Though normally Minh feared Loc more than Mai did, he could see that she was terrified of being thrust underwater. And so he picked up his game box and started walking around the immense market. His legs trembled, and he looked about, trying to take his mind off Loc. A nearby vendor bartered back and forth with a foreign woman, each typing figures into an oversize calculator. Ahead, a ladder rose far upward, and a man perched at its peak worked to restart a ceiling fan.
Minh rounded a corner, moving into a quiet part of the market where tourists sometimes sipped fresh coffee. To his surprise, a pair of older Westerners sat at a table. Between them lay a chessboard. Minh had seen chess played two times before and on each occasion had been fascinated by the game. When one of the men looked at them, Mai asked if they could watch.
Soon Minh’s chair was near their table. He observed the strange pieces being moved up and down, diagonally, even two spaces up and one across. Minh didn’t know the names of the pieces, but soon grasped their powers. The little ones seemed insignificant. The horses could create turmoil. The large, pointed ones appeared all but invincible.

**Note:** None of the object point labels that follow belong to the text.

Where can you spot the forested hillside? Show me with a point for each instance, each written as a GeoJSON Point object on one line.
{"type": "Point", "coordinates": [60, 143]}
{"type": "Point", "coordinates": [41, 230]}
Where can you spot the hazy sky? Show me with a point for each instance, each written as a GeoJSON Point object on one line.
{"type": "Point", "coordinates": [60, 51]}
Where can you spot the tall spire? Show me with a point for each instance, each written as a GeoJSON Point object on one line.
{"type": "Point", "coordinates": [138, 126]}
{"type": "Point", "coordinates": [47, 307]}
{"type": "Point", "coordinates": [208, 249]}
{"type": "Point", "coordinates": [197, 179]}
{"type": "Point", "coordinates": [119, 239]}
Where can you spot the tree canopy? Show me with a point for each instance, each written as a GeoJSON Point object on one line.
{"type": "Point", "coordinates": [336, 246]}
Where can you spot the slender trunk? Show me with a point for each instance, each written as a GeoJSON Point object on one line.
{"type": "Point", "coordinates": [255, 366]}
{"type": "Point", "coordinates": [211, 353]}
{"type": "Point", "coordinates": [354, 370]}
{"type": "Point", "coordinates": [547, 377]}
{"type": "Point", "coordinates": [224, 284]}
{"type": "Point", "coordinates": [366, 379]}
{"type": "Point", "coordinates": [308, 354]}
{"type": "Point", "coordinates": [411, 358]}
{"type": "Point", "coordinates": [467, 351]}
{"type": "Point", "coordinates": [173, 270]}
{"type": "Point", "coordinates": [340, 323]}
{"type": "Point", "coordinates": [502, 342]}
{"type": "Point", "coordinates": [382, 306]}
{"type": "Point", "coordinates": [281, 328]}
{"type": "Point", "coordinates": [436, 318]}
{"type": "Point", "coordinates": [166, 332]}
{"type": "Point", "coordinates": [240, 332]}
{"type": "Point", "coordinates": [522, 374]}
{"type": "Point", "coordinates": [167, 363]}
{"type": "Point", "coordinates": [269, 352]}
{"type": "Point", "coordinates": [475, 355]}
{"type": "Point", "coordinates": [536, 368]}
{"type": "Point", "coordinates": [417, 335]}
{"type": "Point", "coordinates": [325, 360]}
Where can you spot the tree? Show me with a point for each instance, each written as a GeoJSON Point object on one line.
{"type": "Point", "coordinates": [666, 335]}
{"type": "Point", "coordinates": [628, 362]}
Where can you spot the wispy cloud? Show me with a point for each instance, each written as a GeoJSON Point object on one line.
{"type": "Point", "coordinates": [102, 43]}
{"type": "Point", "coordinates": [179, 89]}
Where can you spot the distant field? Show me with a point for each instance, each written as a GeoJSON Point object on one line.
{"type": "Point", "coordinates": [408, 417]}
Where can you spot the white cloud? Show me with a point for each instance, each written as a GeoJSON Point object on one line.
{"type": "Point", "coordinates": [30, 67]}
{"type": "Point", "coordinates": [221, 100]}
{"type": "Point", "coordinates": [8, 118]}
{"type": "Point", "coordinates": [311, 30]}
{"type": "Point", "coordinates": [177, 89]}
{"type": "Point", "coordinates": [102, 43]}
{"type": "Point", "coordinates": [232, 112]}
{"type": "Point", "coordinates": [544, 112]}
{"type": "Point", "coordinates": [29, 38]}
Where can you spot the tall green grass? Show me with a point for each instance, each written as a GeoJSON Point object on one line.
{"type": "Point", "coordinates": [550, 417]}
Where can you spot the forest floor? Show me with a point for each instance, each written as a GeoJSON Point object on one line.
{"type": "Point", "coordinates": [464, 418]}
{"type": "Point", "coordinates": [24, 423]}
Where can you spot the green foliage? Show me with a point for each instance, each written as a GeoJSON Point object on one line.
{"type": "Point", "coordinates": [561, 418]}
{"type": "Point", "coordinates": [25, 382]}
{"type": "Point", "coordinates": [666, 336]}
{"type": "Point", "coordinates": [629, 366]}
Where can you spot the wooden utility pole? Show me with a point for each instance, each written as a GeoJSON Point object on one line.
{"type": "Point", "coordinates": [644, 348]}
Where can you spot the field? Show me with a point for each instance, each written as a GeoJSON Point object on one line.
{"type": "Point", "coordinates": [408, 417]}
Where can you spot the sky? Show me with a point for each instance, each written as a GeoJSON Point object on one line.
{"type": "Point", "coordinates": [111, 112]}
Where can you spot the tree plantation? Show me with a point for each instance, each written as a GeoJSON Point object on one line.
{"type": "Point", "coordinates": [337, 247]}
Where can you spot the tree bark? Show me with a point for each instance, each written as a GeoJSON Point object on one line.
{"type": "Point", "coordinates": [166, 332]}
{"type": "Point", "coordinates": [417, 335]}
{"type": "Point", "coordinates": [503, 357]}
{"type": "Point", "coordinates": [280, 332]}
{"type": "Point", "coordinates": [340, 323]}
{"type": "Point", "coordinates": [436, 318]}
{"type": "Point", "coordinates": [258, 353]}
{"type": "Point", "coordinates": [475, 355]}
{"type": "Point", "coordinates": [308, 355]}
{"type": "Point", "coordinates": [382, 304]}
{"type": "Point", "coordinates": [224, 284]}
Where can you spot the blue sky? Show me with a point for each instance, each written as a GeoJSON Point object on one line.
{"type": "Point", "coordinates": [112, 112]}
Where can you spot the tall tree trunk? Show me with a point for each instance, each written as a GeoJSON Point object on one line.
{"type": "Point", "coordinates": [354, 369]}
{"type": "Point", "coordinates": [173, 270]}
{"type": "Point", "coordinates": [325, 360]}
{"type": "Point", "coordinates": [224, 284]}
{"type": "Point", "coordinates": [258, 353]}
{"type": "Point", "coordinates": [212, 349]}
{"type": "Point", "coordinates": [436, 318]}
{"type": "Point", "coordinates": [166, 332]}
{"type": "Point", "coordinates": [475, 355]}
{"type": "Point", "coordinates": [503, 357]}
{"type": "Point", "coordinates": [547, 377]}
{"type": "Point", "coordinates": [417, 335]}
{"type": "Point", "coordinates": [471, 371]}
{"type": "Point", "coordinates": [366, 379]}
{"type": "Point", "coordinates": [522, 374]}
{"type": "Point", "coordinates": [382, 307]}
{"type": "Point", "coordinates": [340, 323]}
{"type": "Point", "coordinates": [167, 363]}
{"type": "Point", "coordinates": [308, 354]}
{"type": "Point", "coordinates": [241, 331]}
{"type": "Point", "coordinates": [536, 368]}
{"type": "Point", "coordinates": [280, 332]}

The men, both gray haired, continued to play, paying no attention to the children. Minh wasn’t sure what the term “checkmate” meant, but one player said it, and the other nodded and removed his remaining pieces.
Mai pointed to Minh’s game. “You want to play Connect Four?” she asked in English. “Why go outside? It raining . . . cats and mice. You only get wet. Maybe catch a cold, and then have no fun tomorrow, when it be a beautiful day.”
One of the men smiled. “Play him?”
“Sure, sure. You play for American dollar.”
“Not Vietnamese dong?”
“U.S. dollar is better for us. Everyone want them.”
The other man looked at his companion. “Fancy a game, Paul? I reckon it might be a wee bit of fun.”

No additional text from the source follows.